Firstly, specifiy the path of CHEMBL database and the directory to save the data in the configuration
file: `configs/_base_/curators/lbap_defaults.py` for LBAP task or `configs/_base_/curators/sbap_defaults.py` for SBAP task.
The `source_root="YOUR_PATH/chembl_29_sqlite/chembl_29.db"` means the path to the
chembl29 sqllite file. The `target_root="data/"` specifies the folder to save the generated data.

Note that you can download the original chembl29 database with sqllite format from `http://ftp.ebi.ac.uk/pub/databases/chembl/ChEMBLdb/releases/chembl_29/chembl_29_sqlite.tar.gz`.

The built-in configuration files are located in:
`configs/curators/`. Here we provide the 96 config files to __reproduce__ the 96 datasets in our paper. Meanwhile,
you can also customize your own datasets by changing the config files.

Run `tools/curate.py` to generate dataset. Here are some examples:

Generate datasets for the LBAP task, with `assay` as domain, `core` as noise
level, `IC50` as measurement type, `LBAP` as task type.:

```shell
python tools/curate.py --cfg configs/curators/lbap_core_ic50_assay.py
```

Generate datasets for the SBAP task, with `protein` as domain, `refined` as noise level, `EC50` as
measurement type, `SBAP` as task type.:

```shell
python tools/curate.py --cfg configs/curator/sbap_refined_ec50_protein.py
```

## Benchmarking SOTA OOD Algorithms

Currently we support 6 different baseline algorithms:

- ERM
- IRM
- GroupDro
- Coral
- MixUp
- DANN

Meanwhile, we support various GNN backbones:

- GIN
- GCN
- Weave
- ShcNet
- GAT
- MGCN
- NF
- ATi-FPGNN
- GTransformer

And different backbones for protein sequence modeling:

- Bert
- ProteinBert

### How to Run?

Firstly, run the following command to install.

```shell
python setup.py develop
```

Run the LBAP task with ERM algorithm:

```shell
python tools/train.py configs/algorithms/erm/lbap_core_ec50_assay_erm.py
```

If you would like to run ERM on other datasets, change the corresponding options inside the above
config file. For example, `ann_file = 'data/lbap_core_ec50_assay.json'` specifies the input data.

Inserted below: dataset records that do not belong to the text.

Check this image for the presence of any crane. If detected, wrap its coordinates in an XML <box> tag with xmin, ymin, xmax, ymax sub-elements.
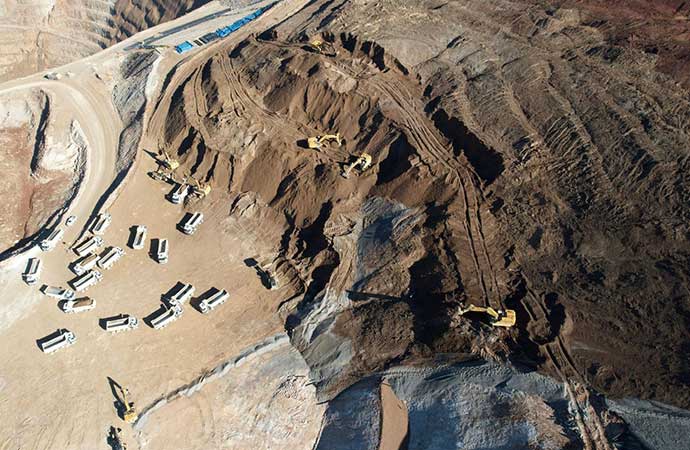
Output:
<box><xmin>307</xmin><ymin>133</ymin><xmax>343</xmax><ymax>150</ymax></box>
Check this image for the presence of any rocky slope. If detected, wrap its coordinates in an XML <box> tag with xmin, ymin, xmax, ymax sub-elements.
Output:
<box><xmin>144</xmin><ymin>0</ymin><xmax>690</xmax><ymax>407</ymax></box>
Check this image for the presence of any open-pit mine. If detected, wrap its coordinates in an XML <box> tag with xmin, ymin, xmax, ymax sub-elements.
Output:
<box><xmin>0</xmin><ymin>0</ymin><xmax>690</xmax><ymax>450</ymax></box>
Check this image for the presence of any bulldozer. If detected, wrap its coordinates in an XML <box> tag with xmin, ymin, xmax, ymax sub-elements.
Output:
<box><xmin>458</xmin><ymin>305</ymin><xmax>516</xmax><ymax>328</ymax></box>
<box><xmin>189</xmin><ymin>177</ymin><xmax>211</xmax><ymax>198</ymax></box>
<box><xmin>342</xmin><ymin>153</ymin><xmax>371</xmax><ymax>178</ymax></box>
<box><xmin>307</xmin><ymin>133</ymin><xmax>343</xmax><ymax>150</ymax></box>
<box><xmin>158</xmin><ymin>150</ymin><xmax>180</xmax><ymax>172</ymax></box>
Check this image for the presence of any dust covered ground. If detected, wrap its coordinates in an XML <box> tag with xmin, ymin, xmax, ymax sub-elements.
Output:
<box><xmin>0</xmin><ymin>0</ymin><xmax>690</xmax><ymax>450</ymax></box>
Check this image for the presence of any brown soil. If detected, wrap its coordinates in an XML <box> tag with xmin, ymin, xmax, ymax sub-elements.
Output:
<box><xmin>144</xmin><ymin>1</ymin><xmax>690</xmax><ymax>407</ymax></box>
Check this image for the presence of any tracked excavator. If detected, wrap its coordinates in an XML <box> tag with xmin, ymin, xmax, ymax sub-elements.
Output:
<box><xmin>158</xmin><ymin>150</ymin><xmax>180</xmax><ymax>172</ymax></box>
<box><xmin>307</xmin><ymin>133</ymin><xmax>343</xmax><ymax>150</ymax></box>
<box><xmin>342</xmin><ymin>153</ymin><xmax>371</xmax><ymax>178</ymax></box>
<box><xmin>117</xmin><ymin>384</ymin><xmax>139</xmax><ymax>423</ymax></box>
<box><xmin>459</xmin><ymin>305</ymin><xmax>516</xmax><ymax>328</ymax></box>
<box><xmin>189</xmin><ymin>177</ymin><xmax>211</xmax><ymax>198</ymax></box>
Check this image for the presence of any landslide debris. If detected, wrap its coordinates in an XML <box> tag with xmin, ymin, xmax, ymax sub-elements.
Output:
<box><xmin>148</xmin><ymin>0</ymin><xmax>690</xmax><ymax>407</ymax></box>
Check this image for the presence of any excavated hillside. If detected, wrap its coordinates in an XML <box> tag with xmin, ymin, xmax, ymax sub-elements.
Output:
<box><xmin>0</xmin><ymin>0</ymin><xmax>214</xmax><ymax>81</ymax></box>
<box><xmin>147</xmin><ymin>0</ymin><xmax>690</xmax><ymax>408</ymax></box>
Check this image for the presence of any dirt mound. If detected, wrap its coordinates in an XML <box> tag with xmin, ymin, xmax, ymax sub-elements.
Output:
<box><xmin>149</xmin><ymin>1</ymin><xmax>690</xmax><ymax>412</ymax></box>
<box><xmin>0</xmin><ymin>0</ymin><xmax>212</xmax><ymax>81</ymax></box>
<box><xmin>0</xmin><ymin>90</ymin><xmax>86</xmax><ymax>255</ymax></box>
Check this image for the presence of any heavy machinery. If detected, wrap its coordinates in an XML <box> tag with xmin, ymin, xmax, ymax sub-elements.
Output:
<box><xmin>458</xmin><ymin>305</ymin><xmax>516</xmax><ymax>328</ymax></box>
<box><xmin>307</xmin><ymin>133</ymin><xmax>343</xmax><ymax>150</ymax></box>
<box><xmin>189</xmin><ymin>177</ymin><xmax>211</xmax><ymax>198</ymax></box>
<box><xmin>158</xmin><ymin>150</ymin><xmax>180</xmax><ymax>172</ymax></box>
<box><xmin>342</xmin><ymin>153</ymin><xmax>371</xmax><ymax>178</ymax></box>
<box><xmin>115</xmin><ymin>383</ymin><xmax>139</xmax><ymax>423</ymax></box>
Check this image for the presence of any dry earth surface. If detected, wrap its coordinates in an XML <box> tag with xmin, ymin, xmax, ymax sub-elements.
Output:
<box><xmin>0</xmin><ymin>0</ymin><xmax>690</xmax><ymax>450</ymax></box>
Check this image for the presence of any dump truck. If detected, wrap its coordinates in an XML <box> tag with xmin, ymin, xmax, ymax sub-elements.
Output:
<box><xmin>132</xmin><ymin>225</ymin><xmax>147</xmax><ymax>250</ymax></box>
<box><xmin>168</xmin><ymin>183</ymin><xmax>189</xmax><ymax>205</ymax></box>
<box><xmin>151</xmin><ymin>305</ymin><xmax>183</xmax><ymax>330</ymax></box>
<box><xmin>70</xmin><ymin>253</ymin><xmax>101</xmax><ymax>275</ymax></box>
<box><xmin>164</xmin><ymin>284</ymin><xmax>194</xmax><ymax>305</ymax></box>
<box><xmin>177</xmin><ymin>212</ymin><xmax>204</xmax><ymax>235</ymax></box>
<box><xmin>91</xmin><ymin>212</ymin><xmax>113</xmax><ymax>235</ymax></box>
<box><xmin>39</xmin><ymin>328</ymin><xmax>77</xmax><ymax>353</ymax></box>
<box><xmin>98</xmin><ymin>247</ymin><xmax>125</xmax><ymax>270</ymax></box>
<box><xmin>38</xmin><ymin>228</ymin><xmax>65</xmax><ymax>252</ymax></box>
<box><xmin>74</xmin><ymin>236</ymin><xmax>103</xmax><ymax>256</ymax></box>
<box><xmin>61</xmin><ymin>297</ymin><xmax>96</xmax><ymax>314</ymax></box>
<box><xmin>22</xmin><ymin>258</ymin><xmax>43</xmax><ymax>286</ymax></box>
<box><xmin>154</xmin><ymin>239</ymin><xmax>168</xmax><ymax>264</ymax></box>
<box><xmin>458</xmin><ymin>305</ymin><xmax>516</xmax><ymax>328</ymax></box>
<box><xmin>199</xmin><ymin>289</ymin><xmax>230</xmax><ymax>314</ymax></box>
<box><xmin>103</xmin><ymin>314</ymin><xmax>139</xmax><ymax>333</ymax></box>
<box><xmin>69</xmin><ymin>270</ymin><xmax>103</xmax><ymax>292</ymax></box>
<box><xmin>41</xmin><ymin>285</ymin><xmax>76</xmax><ymax>300</ymax></box>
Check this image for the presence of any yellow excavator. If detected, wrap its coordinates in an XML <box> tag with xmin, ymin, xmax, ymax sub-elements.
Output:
<box><xmin>342</xmin><ymin>153</ymin><xmax>371</xmax><ymax>178</ymax></box>
<box><xmin>158</xmin><ymin>150</ymin><xmax>180</xmax><ymax>172</ymax></box>
<box><xmin>307</xmin><ymin>133</ymin><xmax>343</xmax><ymax>150</ymax></box>
<box><xmin>117</xmin><ymin>384</ymin><xmax>139</xmax><ymax>423</ymax></box>
<box><xmin>189</xmin><ymin>177</ymin><xmax>211</xmax><ymax>198</ymax></box>
<box><xmin>459</xmin><ymin>305</ymin><xmax>516</xmax><ymax>328</ymax></box>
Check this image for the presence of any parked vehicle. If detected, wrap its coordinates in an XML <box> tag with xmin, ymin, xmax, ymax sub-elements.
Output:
<box><xmin>155</xmin><ymin>239</ymin><xmax>168</xmax><ymax>264</ymax></box>
<box><xmin>22</xmin><ymin>258</ymin><xmax>43</xmax><ymax>286</ymax></box>
<box><xmin>61</xmin><ymin>297</ymin><xmax>96</xmax><ymax>314</ymax></box>
<box><xmin>104</xmin><ymin>314</ymin><xmax>139</xmax><ymax>333</ymax></box>
<box><xmin>38</xmin><ymin>228</ymin><xmax>65</xmax><ymax>252</ymax></box>
<box><xmin>41</xmin><ymin>285</ymin><xmax>76</xmax><ymax>300</ymax></box>
<box><xmin>39</xmin><ymin>328</ymin><xmax>77</xmax><ymax>353</ymax></box>
<box><xmin>199</xmin><ymin>289</ymin><xmax>230</xmax><ymax>314</ymax></box>
<box><xmin>151</xmin><ymin>305</ymin><xmax>183</xmax><ymax>330</ymax></box>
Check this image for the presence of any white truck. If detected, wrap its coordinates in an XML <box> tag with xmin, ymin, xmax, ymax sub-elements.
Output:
<box><xmin>103</xmin><ymin>314</ymin><xmax>139</xmax><ymax>333</ymax></box>
<box><xmin>74</xmin><ymin>236</ymin><xmax>103</xmax><ymax>256</ymax></box>
<box><xmin>61</xmin><ymin>297</ymin><xmax>96</xmax><ymax>314</ymax></box>
<box><xmin>69</xmin><ymin>270</ymin><xmax>103</xmax><ymax>292</ymax></box>
<box><xmin>98</xmin><ymin>247</ymin><xmax>125</xmax><ymax>270</ymax></box>
<box><xmin>168</xmin><ymin>183</ymin><xmax>189</xmax><ymax>205</ymax></box>
<box><xmin>38</xmin><ymin>228</ymin><xmax>65</xmax><ymax>252</ymax></box>
<box><xmin>91</xmin><ymin>212</ymin><xmax>113</xmax><ymax>235</ymax></box>
<box><xmin>71</xmin><ymin>253</ymin><xmax>101</xmax><ymax>275</ymax></box>
<box><xmin>41</xmin><ymin>285</ymin><xmax>76</xmax><ymax>300</ymax></box>
<box><xmin>164</xmin><ymin>284</ymin><xmax>194</xmax><ymax>305</ymax></box>
<box><xmin>178</xmin><ymin>212</ymin><xmax>204</xmax><ymax>234</ymax></box>
<box><xmin>132</xmin><ymin>225</ymin><xmax>147</xmax><ymax>250</ymax></box>
<box><xmin>199</xmin><ymin>289</ymin><xmax>230</xmax><ymax>314</ymax></box>
<box><xmin>39</xmin><ymin>328</ymin><xmax>77</xmax><ymax>353</ymax></box>
<box><xmin>22</xmin><ymin>258</ymin><xmax>43</xmax><ymax>286</ymax></box>
<box><xmin>155</xmin><ymin>239</ymin><xmax>168</xmax><ymax>264</ymax></box>
<box><xmin>151</xmin><ymin>305</ymin><xmax>183</xmax><ymax>330</ymax></box>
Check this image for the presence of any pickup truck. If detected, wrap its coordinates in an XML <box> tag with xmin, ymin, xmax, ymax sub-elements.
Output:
<box><xmin>151</xmin><ymin>305</ymin><xmax>183</xmax><ymax>330</ymax></box>
<box><xmin>39</xmin><ymin>328</ymin><xmax>77</xmax><ymax>353</ymax></box>
<box><xmin>41</xmin><ymin>285</ymin><xmax>75</xmax><ymax>300</ymax></box>
<box><xmin>62</xmin><ymin>297</ymin><xmax>96</xmax><ymax>314</ymax></box>
<box><xmin>104</xmin><ymin>314</ymin><xmax>139</xmax><ymax>333</ymax></box>
<box><xmin>199</xmin><ymin>289</ymin><xmax>230</xmax><ymax>314</ymax></box>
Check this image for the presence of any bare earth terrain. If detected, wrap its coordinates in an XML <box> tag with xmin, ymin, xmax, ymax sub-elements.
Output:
<box><xmin>0</xmin><ymin>0</ymin><xmax>690</xmax><ymax>450</ymax></box>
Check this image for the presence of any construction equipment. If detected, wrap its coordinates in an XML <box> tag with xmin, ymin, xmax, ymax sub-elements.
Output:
<box><xmin>307</xmin><ymin>133</ymin><xmax>343</xmax><ymax>150</ymax></box>
<box><xmin>458</xmin><ymin>305</ymin><xmax>516</xmax><ymax>328</ymax></box>
<box><xmin>158</xmin><ymin>150</ymin><xmax>180</xmax><ymax>172</ymax></box>
<box><xmin>342</xmin><ymin>153</ymin><xmax>371</xmax><ymax>178</ymax></box>
<box><xmin>189</xmin><ymin>177</ymin><xmax>211</xmax><ymax>198</ymax></box>
<box><xmin>115</xmin><ymin>383</ymin><xmax>139</xmax><ymax>423</ymax></box>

Similarly, run the SBAP task with ERM algorithm:

```shell
python tools/train.py configs/algorithms/erm/sbap_core_ec50_assay_erm.py
```

## Reference

:smile:If you find this repo is useful, please consider to cite our paper:

```
@ARTICLE{2022arXiv220109637J,
author = {{Ji}, Yuanfeng and {Zhang}, Lu and {Wu}, Jiaxiang and {Wu}, Bingzhe and {Huang}, Long-Kai and {Xu}, Tingyang and {Rong}, Yu and {Li}, Lanqing and {Ren}, Jie and {Xue}, Ding and {Lai}, Houtim and {Xu}, Shaoyong and {Feng}, Jing and {Liu}, Wei and {Luo}, Ping and {Zhou}, Shuigeng and {Huang}, Junzhou and {Zhao}, Peilin and {Bian}, Yatao},
title = "{DrugOOD: Out-of-Distribution (OOD) Dataset Curator and Benchmark for AI-aided Drug Discovery -- A Focus on Affinity Prediction Problems with Noise Annotations}",
journal = {arXiv e-prints},
keywords = {Computer Science - Machine Learning, Computer Science - Artificial Intelligence, Quantitative Biology - Quantitative Methods},
year = 2022,
month = jan,
eid = {arXiv:2201.09637},
pages = {arXiv:2201.09637},
archivePrefix = {arXiv},
eprint = {2201.09637},
primaryClass = {cs.LG}
}
```

## Disclaimer
This is not an officially supported Tencent product.